Instruct a specialist solicitor
Unfortunately, not all lawyers are experts in personal injury litigation and negotiations with insurers can sometimes be protracted. If you are a Cycling UK member you should use our legal helpline to seek advice.
If you aren’t a member, you may wish to look for solicitors who will work on contingent fee arrangements – ‘No Win, No Fee’. For these solicitors, you will not need to pay money up front and will only ever pay anything if you are successful. Different solicitors will have different arrangements, so make you fully understand any contract before you sign it.

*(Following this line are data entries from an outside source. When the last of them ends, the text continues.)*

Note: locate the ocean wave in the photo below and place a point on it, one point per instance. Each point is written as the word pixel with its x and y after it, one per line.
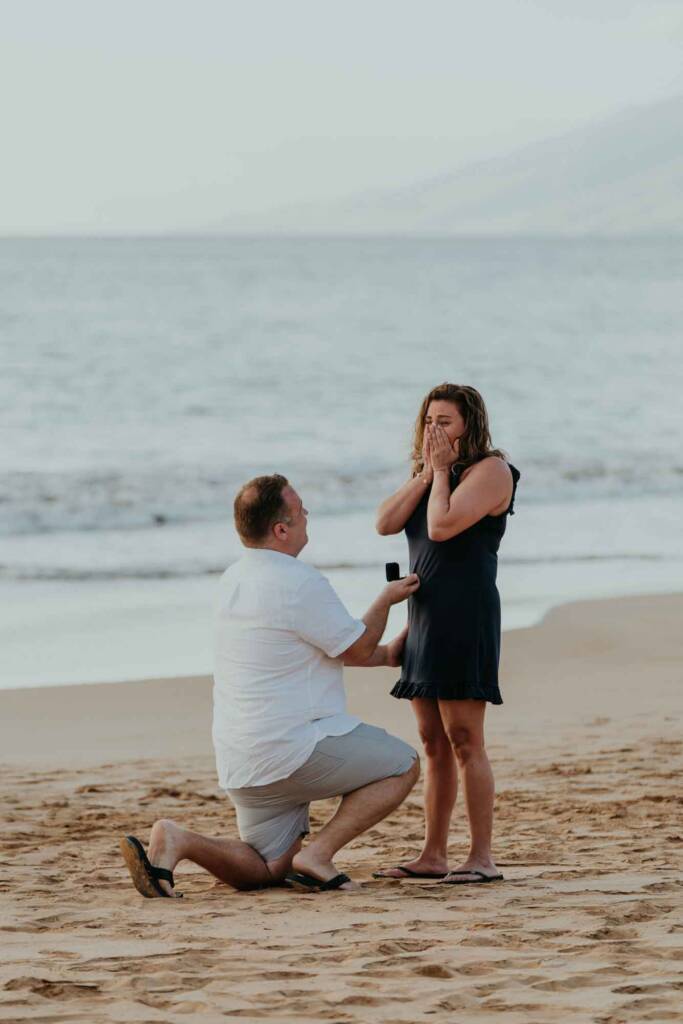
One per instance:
pixel 35 502
pixel 46 573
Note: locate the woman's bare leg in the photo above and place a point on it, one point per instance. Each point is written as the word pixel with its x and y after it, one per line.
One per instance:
pixel 440 791
pixel 463 721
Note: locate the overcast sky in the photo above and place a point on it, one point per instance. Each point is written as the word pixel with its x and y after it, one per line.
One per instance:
pixel 150 115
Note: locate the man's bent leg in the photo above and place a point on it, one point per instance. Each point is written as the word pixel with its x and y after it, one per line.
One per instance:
pixel 230 860
pixel 358 811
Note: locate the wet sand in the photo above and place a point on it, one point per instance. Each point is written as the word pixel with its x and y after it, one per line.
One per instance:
pixel 588 755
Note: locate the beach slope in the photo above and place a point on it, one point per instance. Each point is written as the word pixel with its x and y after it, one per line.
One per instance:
pixel 587 927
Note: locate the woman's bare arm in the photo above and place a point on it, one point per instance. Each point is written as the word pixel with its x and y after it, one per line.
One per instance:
pixel 396 510
pixel 486 487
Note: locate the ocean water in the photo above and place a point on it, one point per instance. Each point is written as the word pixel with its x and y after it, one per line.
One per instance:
pixel 143 380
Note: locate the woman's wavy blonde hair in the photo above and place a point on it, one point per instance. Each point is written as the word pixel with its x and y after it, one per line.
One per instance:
pixel 475 442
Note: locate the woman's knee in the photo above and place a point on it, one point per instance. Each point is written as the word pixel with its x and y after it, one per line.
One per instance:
pixel 435 742
pixel 464 743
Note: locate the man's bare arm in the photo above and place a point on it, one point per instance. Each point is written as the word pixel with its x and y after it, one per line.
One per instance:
pixel 366 647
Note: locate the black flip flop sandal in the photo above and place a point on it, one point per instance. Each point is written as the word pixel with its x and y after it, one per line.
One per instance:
pixel 481 878
pixel 307 884
pixel 145 876
pixel 409 873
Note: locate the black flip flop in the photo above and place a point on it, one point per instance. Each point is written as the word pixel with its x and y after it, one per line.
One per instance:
pixel 307 884
pixel 481 878
pixel 410 873
pixel 145 876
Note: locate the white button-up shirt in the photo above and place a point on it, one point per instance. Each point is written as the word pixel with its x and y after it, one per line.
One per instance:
pixel 279 684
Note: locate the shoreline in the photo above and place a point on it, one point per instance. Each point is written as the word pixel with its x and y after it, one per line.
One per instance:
pixel 579 654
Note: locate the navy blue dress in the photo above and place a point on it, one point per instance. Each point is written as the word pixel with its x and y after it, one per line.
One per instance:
pixel 454 639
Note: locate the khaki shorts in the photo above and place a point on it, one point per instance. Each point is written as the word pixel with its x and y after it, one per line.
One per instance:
pixel 271 817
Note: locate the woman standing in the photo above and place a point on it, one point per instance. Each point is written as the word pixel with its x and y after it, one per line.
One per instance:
pixel 454 510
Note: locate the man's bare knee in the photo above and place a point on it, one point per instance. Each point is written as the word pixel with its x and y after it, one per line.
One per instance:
pixel 412 775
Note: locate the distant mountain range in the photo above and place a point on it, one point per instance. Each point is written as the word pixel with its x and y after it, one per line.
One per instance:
pixel 623 175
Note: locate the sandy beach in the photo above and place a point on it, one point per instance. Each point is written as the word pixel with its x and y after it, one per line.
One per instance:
pixel 587 927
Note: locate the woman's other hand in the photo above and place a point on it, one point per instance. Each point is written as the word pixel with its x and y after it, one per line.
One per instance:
pixel 395 649
pixel 441 452
pixel 427 473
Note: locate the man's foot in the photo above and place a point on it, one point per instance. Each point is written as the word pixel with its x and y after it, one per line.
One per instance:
pixel 474 871
pixel 164 850
pixel 422 866
pixel 305 862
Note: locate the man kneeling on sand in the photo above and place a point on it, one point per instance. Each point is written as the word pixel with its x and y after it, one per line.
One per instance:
pixel 281 731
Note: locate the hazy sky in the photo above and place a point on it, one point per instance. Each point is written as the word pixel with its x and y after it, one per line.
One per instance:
pixel 147 115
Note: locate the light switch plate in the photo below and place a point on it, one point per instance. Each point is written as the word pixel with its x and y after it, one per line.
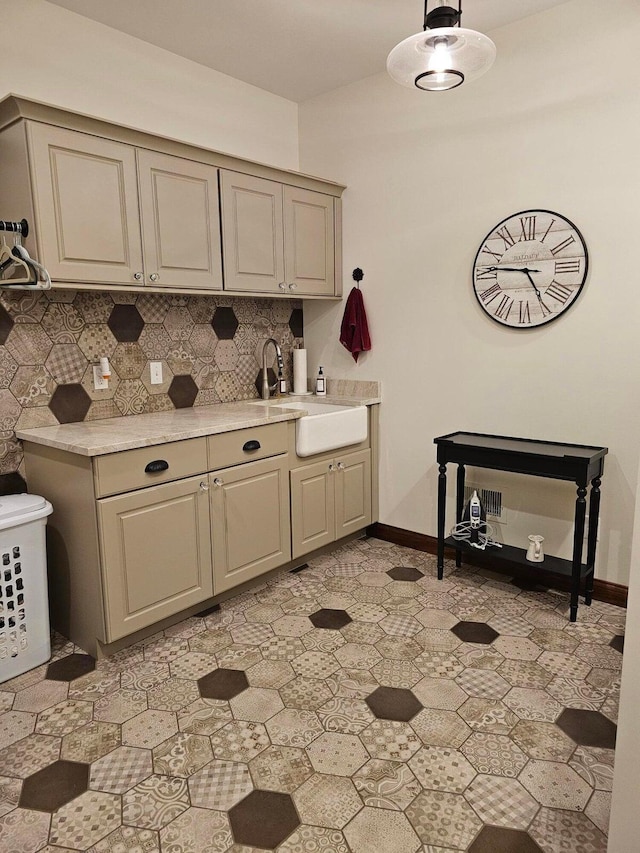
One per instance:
pixel 99 382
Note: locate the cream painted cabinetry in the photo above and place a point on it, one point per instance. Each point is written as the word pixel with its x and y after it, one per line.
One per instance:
pixel 330 499
pixel 250 521
pixel 277 238
pixel 110 213
pixel 124 209
pixel 156 553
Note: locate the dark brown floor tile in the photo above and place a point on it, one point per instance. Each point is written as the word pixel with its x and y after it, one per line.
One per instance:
pixel 53 786
pixel 394 703
pixel 496 839
pixel 405 573
pixel 475 632
pixel 263 819
pixel 618 643
pixel 588 728
pixel 222 684
pixel 327 618
pixel 71 667
pixel 213 609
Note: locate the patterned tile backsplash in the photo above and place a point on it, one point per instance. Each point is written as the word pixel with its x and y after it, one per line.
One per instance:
pixel 210 349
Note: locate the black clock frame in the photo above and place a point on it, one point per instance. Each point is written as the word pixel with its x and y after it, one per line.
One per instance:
pixel 573 226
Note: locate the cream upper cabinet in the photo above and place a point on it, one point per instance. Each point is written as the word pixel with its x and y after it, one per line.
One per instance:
pixel 277 238
pixel 86 206
pixel 252 233
pixel 112 214
pixel 309 242
pixel 123 209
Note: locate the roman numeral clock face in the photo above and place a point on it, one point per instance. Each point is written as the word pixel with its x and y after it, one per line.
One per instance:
pixel 530 269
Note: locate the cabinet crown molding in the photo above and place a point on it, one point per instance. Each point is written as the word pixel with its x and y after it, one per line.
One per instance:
pixel 13 108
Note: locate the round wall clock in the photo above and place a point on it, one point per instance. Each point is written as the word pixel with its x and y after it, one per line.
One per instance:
pixel 530 268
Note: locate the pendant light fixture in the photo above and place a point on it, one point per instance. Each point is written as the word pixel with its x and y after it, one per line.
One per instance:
pixel 444 55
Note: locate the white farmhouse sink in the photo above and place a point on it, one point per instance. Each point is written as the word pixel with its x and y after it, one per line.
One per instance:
pixel 327 426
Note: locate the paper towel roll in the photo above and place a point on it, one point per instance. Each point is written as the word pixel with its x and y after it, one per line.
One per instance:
pixel 299 371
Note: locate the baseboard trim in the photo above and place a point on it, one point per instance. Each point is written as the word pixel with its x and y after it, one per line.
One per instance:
pixel 611 593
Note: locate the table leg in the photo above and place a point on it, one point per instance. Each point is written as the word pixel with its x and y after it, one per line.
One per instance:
pixel 442 494
pixel 592 537
pixel 459 506
pixel 578 536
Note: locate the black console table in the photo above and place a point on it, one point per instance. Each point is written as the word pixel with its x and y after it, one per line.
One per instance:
pixel 581 464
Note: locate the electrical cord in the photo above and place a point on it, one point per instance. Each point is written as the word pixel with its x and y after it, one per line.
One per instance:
pixel 463 531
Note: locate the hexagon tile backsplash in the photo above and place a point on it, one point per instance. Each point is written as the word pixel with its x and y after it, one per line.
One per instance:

Help your solicitor by keeping a ‘Pain Diary’ of your symptoms or an ‘Experience Diary’ detailing any pain, irritation or annoyance resulting from your injuries.
Report the pothole
Make sure to report the pothole to the relevant Highway Authority (usually the borough or city council) as soon as possible, even if you have not yet put in a compensation claim (although make sure you have photos etc. of the pothole first!). This will ensure that the council are aware of the pothole and will fill it in to protect other cyclists.
You can use Cycling UK’s Fill That Hole tool (see how in the side bar) to quickly and easily report a pothole to the relevant authority. More generally, you should always report potholes whenever possible – this ensures a council is aware of the pothole and has an obligation to inspect it, and will help other cyclists who may have to make their own compensation claim.